A Good Idea That, Alas, Raises Suspicions Because of the Source

September 3, 2021

I try to be open-minded when reading about ideas emanating from the NH Department of Education under the leadership of Frank Edelblut, but am always suspicious of the endgame, even when the ideas are good. Today’s New Hampshire Bulletin article by Ethan DeWitt is a case in point. It describes a pilot program about to be launched in four NH districts, a program that offers opportunities for post graduates to enroll in apprenticeship programs. Here’s a couple of paragraphs describing the idea:

The program, funded by the Out-of-School Time Career Pathway Grant program and intended to be run by the New Hampshire Learning Initiative, would use $1.7 million over two years to develop “expanded learning programs.”
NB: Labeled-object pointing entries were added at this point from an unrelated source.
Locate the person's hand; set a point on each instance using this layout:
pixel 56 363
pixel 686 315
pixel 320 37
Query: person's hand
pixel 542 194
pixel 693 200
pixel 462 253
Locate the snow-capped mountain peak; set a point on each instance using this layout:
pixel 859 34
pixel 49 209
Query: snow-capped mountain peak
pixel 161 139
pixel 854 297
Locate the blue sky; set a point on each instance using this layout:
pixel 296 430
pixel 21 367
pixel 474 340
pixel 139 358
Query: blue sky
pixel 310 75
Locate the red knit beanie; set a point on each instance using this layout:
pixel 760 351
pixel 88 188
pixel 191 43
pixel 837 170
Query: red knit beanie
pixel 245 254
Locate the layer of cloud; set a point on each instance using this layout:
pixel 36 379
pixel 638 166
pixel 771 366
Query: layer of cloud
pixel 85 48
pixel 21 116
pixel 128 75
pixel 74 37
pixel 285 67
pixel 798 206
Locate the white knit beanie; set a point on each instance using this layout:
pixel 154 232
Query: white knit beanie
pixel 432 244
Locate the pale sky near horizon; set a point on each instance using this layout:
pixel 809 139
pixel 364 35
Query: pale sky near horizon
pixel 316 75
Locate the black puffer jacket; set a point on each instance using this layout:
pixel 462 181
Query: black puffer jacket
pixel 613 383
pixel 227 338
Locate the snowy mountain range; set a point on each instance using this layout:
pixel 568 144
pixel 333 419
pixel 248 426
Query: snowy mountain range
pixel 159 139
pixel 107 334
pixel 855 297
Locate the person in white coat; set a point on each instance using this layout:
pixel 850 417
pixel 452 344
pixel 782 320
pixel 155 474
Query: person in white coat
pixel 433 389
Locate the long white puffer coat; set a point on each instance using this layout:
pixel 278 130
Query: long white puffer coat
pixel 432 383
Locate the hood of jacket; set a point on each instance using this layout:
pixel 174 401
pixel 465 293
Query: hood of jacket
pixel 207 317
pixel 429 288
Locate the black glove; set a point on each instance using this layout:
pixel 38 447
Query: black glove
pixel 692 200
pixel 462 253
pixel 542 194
Those programs would allow students to earn “a recognized postsecondary credential” that could follow an apprenticeship or an “industry-recognized certification,” according to a proposal presented to the council by New Hampshire Education Commissioner Frank Edelblut.

I am deeply conflicted by this for two reasons.

First, it looks a lot like the micro-credentialing that is beloved of corporate minded libertarians who would like to see businesses control  the programming offered to non-college bound students. In the ultimate dream world of many libertarians there would be no need for the comprehensive high school. Instead, some students would enroll in apprenticeship programs sponsored by particular businesses who are seeking to provide narrow training for prospective employees… training that would prepare employees for jobs that they could fill for a low wage until such time as the jobs are either taken over by robots or outsourced to employees overseas who are willing to work for even lower wages. And here’s the best feature of this kind of format: if high school is replaced by micro-credentials the local school taxes for the businesses would be reduced adding to their bottom line and/or the revenue stream from the taxpayers would reduce their training costs. Either way, the private sector wins and the taxpayers lose.

Secondly, will the credential be transferrable? Call me paranoid… but I am suspicious of industry-recognized certification because I see it through the same lens as I see propriety software. If I were a guidance counselor, I would urge the prospective student working to attain industry-recognized certification to make certain it is transferrable to other businesses in the field. For example, will a technology-based credential in, say, Apple be accepted in DOS world?

But here’s a complicating factor for me: encouraging high school age students to enroll in apprenticeships is unarguably a good idea for many! As we are coming to see, college degrees are not desirable for everyone. It is expensive and does not guarantee a high paying job upon completion. Yet we continue to encourage “college-for-all” because that’s the path educators took and because the prevailing narrative parents, politicians, and voters have accepted is the only ticket to the middle class is a college degree. Neither my plumber nor my electrician nor any of the tradespersons who work on my residence have college degrees and they all lead comfortable lives and hold secure jobs.

So… Frank Edelblut’s partnerships might pay off for non-college bound high school students if they provide opportunities for students to achieve credentials that are universally recognized in their trade and transferrable to competing businesses. What is frustrating to me is that public schools did not see this opportunity and take advantage of it.